The advice I've recieved here is amazing, it's all constructive critisizm to me. I truly appreciate it, and I think tonight I will get the second video camera, and likely tomorrow or the next day will be filming day. I will attempt to follow your advices as much as I can while filming, and I'll end up with a few different "commercials" to target different age groups. I refuse to limit myself, and any advertising is good advertising to someone out there. When I'm done school is when I'll be focusing largely on building the business, because I'll have a college education to help me kill it out there in the dog eat dog world of business. I currently have ideas and have organized "deals" with certain companies to give me certain unique attributes to my bikes, which won't be seen used largely for some time, as they are a few new products not released for mass production as of yet.
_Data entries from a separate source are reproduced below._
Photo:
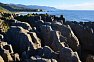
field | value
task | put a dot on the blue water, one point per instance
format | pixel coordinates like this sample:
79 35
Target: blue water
71 15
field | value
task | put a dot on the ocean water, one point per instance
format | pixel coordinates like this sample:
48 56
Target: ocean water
70 15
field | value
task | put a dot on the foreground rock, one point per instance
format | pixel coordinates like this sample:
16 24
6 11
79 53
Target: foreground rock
67 55
20 39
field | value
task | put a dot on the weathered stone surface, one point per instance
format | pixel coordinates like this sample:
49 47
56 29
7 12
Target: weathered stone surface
1 37
19 39
67 55
67 32
35 40
1 59
45 34
16 57
90 58
7 56
55 39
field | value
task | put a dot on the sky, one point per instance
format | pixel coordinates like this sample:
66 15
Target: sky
60 4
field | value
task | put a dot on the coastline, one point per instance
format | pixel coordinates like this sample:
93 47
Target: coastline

I will succeed, and if not, I'll always be ADDICTED.
Many thanks everyone!
Thanks i just had a seizure in the first 8 sec's of that vid!
I'd like to add to this thread, and to my commercial. I have organized another video.
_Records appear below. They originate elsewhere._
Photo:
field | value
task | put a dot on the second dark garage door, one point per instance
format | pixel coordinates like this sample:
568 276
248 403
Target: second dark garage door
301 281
Before you see it, I'll make a few statements so you know what's up.
This video is not my bikes, parts, or company. It is showcasing bicycledesigner.com, which is in the description, and also contained in the video. It is shown that the bikes aren't mine, and all rights and what not are to bicycledesigner.com, and I also recognize the soundtrack as not mine, giving credit to all whose material I used. According to Copyright laws, everything is all good.
The point of the video? To give ideas and resources to people who may or may not want a seriously pimped bicycle. Since part of my business includes a bike, I made this video to provide a catalog of sorts, showing what is possible, and how pimped you can go.
I've connected like 4 videos, so any potential customers, or just the meer curious, can dive deep into the world of bicycle customization, and engine installation.
This being said, I'm looking for opinions on the whole deal.
I've yet to take any more video, so I have not edited the ADDICTED commercial yet.
I'm looking also to make an engine company video, since the other part of my business, is the customer choosing an engine kit, I will referance all customers to as many engine dealers as I can, so they have the choice they choose.
If there are any engine dealers/companies here that would like me to showcase their company on a video attached to ADDICTED MOTORBICYCLES, please let me know. That way my business is your business.
PS. I may finally have a customer, waiting to hear from him. He's got his bike, needs his engine kit, and I'll be installing for him. The bike is for the dude's 18 year old son. All my work advertising in obscure and unusual ways may start paying off this summer, it's looking promising. I've gotten a lot of attention/interest so far, and the season is just getting started.